This implies a reduction in local symmetry relative to the D4h symmetry of the site, although the average of the two orthorhombic local symmetries retains the site’s D4h symmetry (Appendix A). This result contradicts the authors’ assertion that the local symmetry of Mn3+ or Cu2+ in a compressed D4h symmetry must remain unchanged, contrary to JT theory. Other structural perturbations (e.g., non-centrosymmetric strains) may be present but do not affect the JT distortion, as such distortion modes are not coupled to the parent octahedral degenerate electronic eg levels in first-order perturbation.

3. Conclusions

In conclusion, JT theory shows that JT ions placed in Oh-perturbed low-symmetry sites, where electronic degeneracy is lifted, exhibit JT distortions different from the initial site symmetry. This makes the exclusion of such distortions as non-JT distortions questionable. The authors in Ref. [1] conclude that reasons for not considering low-symmetry complex formation in Cu2+ and Mn3+ as a JT effect include that “They are also behind the so-called plasticity property of compounds of Cu2+ and Mn3+ ions”, citing Ref. [26] herein. In this context, the term “plasticity” appears euphemistic, as Ref. [26], Chapter E, is entitled “The Jahn–Teller and pseudo-Jahn–Teller origin of the plasticity of CuII coordination sphere and distortion isomerism”.
Finally, it is crucial to emphasize that translating the behavior of a complex like (MnF6)3− within any fluoride lattice, such as CsMnF4, is plausible.
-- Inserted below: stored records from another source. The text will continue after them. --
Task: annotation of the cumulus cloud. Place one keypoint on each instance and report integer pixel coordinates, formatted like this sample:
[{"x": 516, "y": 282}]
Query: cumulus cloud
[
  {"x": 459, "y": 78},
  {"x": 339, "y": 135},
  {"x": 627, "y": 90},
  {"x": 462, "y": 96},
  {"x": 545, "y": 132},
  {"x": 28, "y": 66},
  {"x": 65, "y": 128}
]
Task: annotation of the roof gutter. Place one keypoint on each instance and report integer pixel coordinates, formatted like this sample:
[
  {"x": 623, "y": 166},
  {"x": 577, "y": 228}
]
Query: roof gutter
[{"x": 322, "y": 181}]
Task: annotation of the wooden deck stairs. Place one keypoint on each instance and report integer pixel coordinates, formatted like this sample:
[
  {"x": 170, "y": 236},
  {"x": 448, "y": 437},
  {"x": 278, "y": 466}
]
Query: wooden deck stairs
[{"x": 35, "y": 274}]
This is because the phenomenon is inherently local, and the JT model parameters can effectively mimic the real structural conditions of the complex within the lattice—including crystal anisotropy, cooperative effects, and electron-lattice coupling. This approach, often called the cluster model, significantly simplifies the problem and provides a general framework for understanding distortions induced by the JT or pseudo-JT effect [27].

Funding

This research received no external funding.
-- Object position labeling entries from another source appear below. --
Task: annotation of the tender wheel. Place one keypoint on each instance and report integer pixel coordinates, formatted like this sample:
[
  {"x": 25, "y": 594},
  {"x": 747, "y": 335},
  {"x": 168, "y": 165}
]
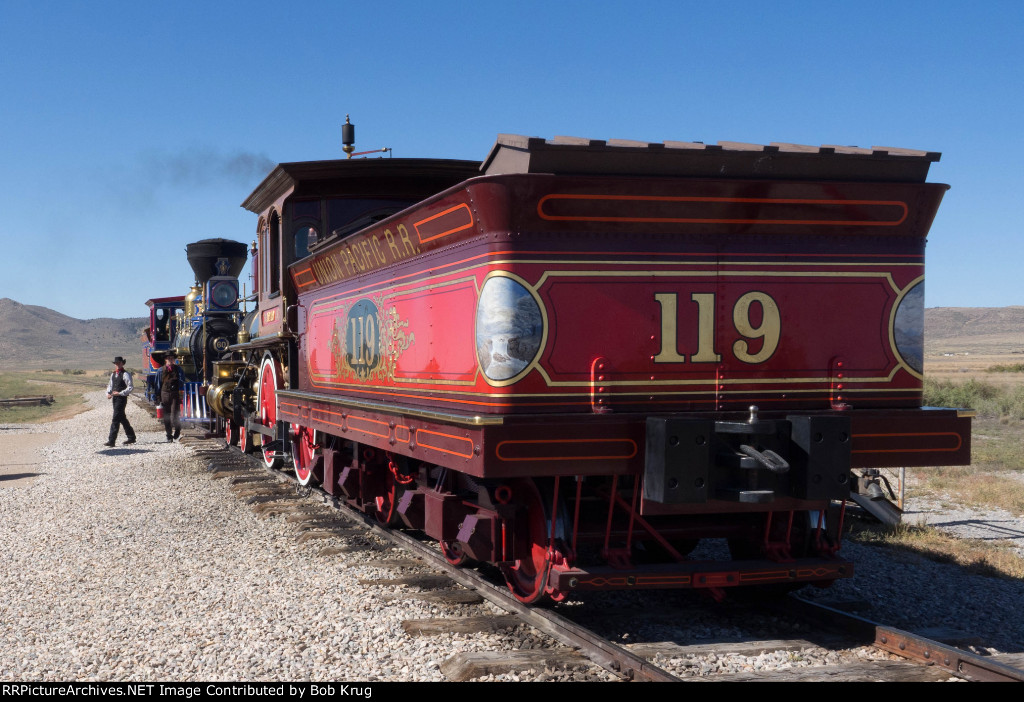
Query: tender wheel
[
  {"x": 305, "y": 451},
  {"x": 527, "y": 575},
  {"x": 266, "y": 400}
]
Data Availability Statement

The data presented in this study are available upon reasonable request from the corresponding author.

Acknowledgments

The author acknowledges the members of the High Pressure and Spectroscopy Group of the University of Cantabria for their collaboration and fruitful discussions.

Conflicts of Interest

The author declares no conflicts of interest.

Abbreviations

The following abbreviations are used in this manuscript:
JTJahn–Teller
XRDX-ray diffraction
HSHigh Spin
LSLow Spin
nDn Dimensional

Appendix A

Jahn–Teller and crystal anisotropy (strain) effects on the local structure of MX6 (M: Cu2+, Mn3+; X: F, Cl) in ABX3: M perovskite-type structures.
Chemistry 08 00010 g0a1
Figure A1. (a) Effect of crystal anisotropy induced by axial strain, characterized by the parameter QθS = ρS cos ϕS; QεS = ρS sin ϕS (tensile for ϕS = 0 and compressive for ϕS = 180° along the Qθ-axis), on the local structure of a (CuF6)4− or (MnF6)3− Jahn–Teller (JT) complex in a cubic crystal. The curves represent the ground-state energy in (Qθ,Qε)-space obtained from the Ee JT theory. Qθ and Qε are the octahedral normal coordinates (Qθ = ρ cos ϕ; Qε = ρ sin ϕ), representing tetragonal and rhombic distortions, respectively. The three minima for ρS = 0 (Oh) correspond to three locally elongated complexes of D4h symmetry, with the axial distortions along x, y, and z (ϕ = 0°, 120°, 240°) and an equilibrium geometry given by ρ0. In this model, the parameter β (>0 for elongated geometry minima) incorporates anharmonic and second-order JT interactions, resulting in the warping of the Mexican-hat-type energy surface in (Qθ,Qε)-space. 2β is related to the energy barrier for transitions among energy minima in OhS = 0). Increasing compressive strain at the JT-ion site (ρS ≪ ρ0) destabilizes the elongated complex along the z axis, while the complexes elongated along x and y axes become topologically degenerate equilibrium geometries of D2h symmetry, near D4h, with distortion ρ0. The larger the tetragonal axial strain of the site (ρS), the greater the local rhombic distortion (Qε). The two degenerate wells collapse into a compressed geometry when Ecrit = AeρS > 9β. The strain energy is introduced in the JT model as Ecrit = ±AeρS, where Ae and ρS are the electron–lattice coupling constant associated with the Ee JT effect and the low-symmetry coordinate at the host site, respectively [12]. The plus or minus signs represent the tensile or compressive strain energy associated with the tetragonal distortion of the site, respectively. (b) Ground-state energy surface E(ρ,ϕ) in (Qθ,Qε)-space for various crystal anisotropies (S/ β ) of D4h symmetry. Observe the transition from elongated to compressed coordination geometry as the axial compressive distortion of the site increases. (c) Schematic views of the (CuF6)4− equilibrium local structures predicted by the JT model. These predictions replicate the experimentally observed local geometries of (CuF6)4− in different fluoride lattices. Mn3+ and F ions are represented in red and green colors, respectively. Adapted with permission from Ref. [12]. Copyright 2020 American Chemical Society.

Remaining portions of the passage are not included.